Has gearbox reversed,wide and narrow spools,*all aluminum!!!* I almost can't stand it 160 something I think. Forgot the name can do a search on Mojo??

OK,here it is ,Clyde's probably gonna kill me for posting all his good links..


----------



## Rodwatcher (Sep 17, 2003)

It's called the Diawa Saltist, and what catalog did you spie it in...inquiring minds wants to know....


----------



## Drumdum (Jan 6, 2003)

Rodwatcher said:


> It's called the Diawa Saltist, and what catalog did you spie it in...inquiring minds wants to know....


 Dernit,RW ya blew it! I was gonna have Dawg find one........


----------



## Cdog (Mar 18, 2002)

Drumdum said:


> Dernit,RW ya blew it! I was gonna have Dawg find one........


Nope missed that one, looks nice, gonna have to do some research on that one.


----------



## AL_N_VB (Apr 3, 2002)

reel purty...now one yall gotta get one....say it's the reel deal....and I gotta have 1!!!!


Dayum....winter blues......no wonder I'm broke


----------



## uncdub13 (Aug 9, 2003)

Cdog said:


> and played 2000 hrs of a fishing game.


is the game called reel fishing sawfish lagoon? just started playin it the other day and saw the name on the high score list. what's your secret?


----------



## Drumdum (Jan 6, 2003)

*Secret is>>*

*Stay "glued to it" like he does...*


----------



## the rhondel (Feb 6, 2003)

...oh yeah ..this is startin to get good  avet,progear,saltist,and its only Feb  ....the R


----------



## CrawFish (Sep 23, 2003)

... I think I know where my tax return will go...   

Why you guys gotta post something like this... ?...  


obtw: how do you make Pompano's rigs? Standard high low rigs wih droppers loops?


----------



## Cdog (Mar 18, 2002)

uncdub13 said:


> is the game called reel fishing sawfish lagoon? just started playin it the other day and saw the name on the high score list. what's your secret?
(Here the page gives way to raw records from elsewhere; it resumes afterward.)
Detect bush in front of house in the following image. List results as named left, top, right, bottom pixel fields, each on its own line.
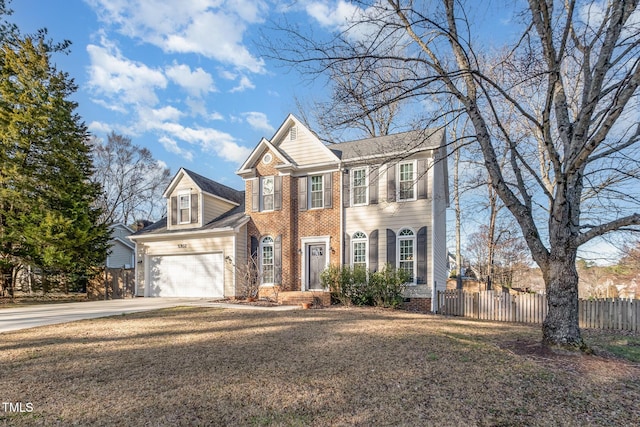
left=321, top=264, right=409, bottom=308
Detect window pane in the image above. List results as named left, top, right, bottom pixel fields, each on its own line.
left=310, top=175, right=323, bottom=208
left=352, top=169, right=367, bottom=205
left=262, top=245, right=274, bottom=284
left=179, top=195, right=190, bottom=223
left=353, top=241, right=366, bottom=267
left=399, top=238, right=414, bottom=281
left=399, top=163, right=415, bottom=200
DD's pretty much got me nailed. Got back from casting practice and played for 4 hrs straight. Gotta play it alot and get lucky best I can figure...


----------



## NTKG (Aug 16, 2003)

damnit...

clay, kenny

whats the word on it... i've been thinkin a gettin another 525, but taht looks SWEET.... someone give me info i want one


and a kayak in al can find me a deal like he got


neil


----------



## Drumdum (Jan 6, 2003)

*Neil*

I don't think they are on sale just yet,not sure?? They just came on the market,but you're right they do look sweet.. 

This I do know,used to be all abu. Since the sl 30 came out and Russell introduced me to one on Rodanthe,*I've stayed with Diawas..* Bought one Penn the new international casting reel,and one abu green magged job,the Diawas,as a *fishing reel* outlast,IMHO. I feel more comfortable with a reel that isn't gonna go kerput on me.. Feel as though this one is made in the same mold.. 

The only other reel that I have owned which can compair to thier durability is Shimano TLD series,and them things don't cast worth a dern..


----------



## flathead (Dec 18, 2003)

> After ya have cleaned your rods and reels, put new line on em, tied new drum rigs, cleaned out the buggy ,polished your weights, tied pompano rigs, spanish rigs,blue rigs,flounder rigs, sharkrigs,mullet rigs,mended the castnet,bought new rods ,polished your sand spikes and played 2000 hrs of a fishing game. What do you do for the rest of winter???????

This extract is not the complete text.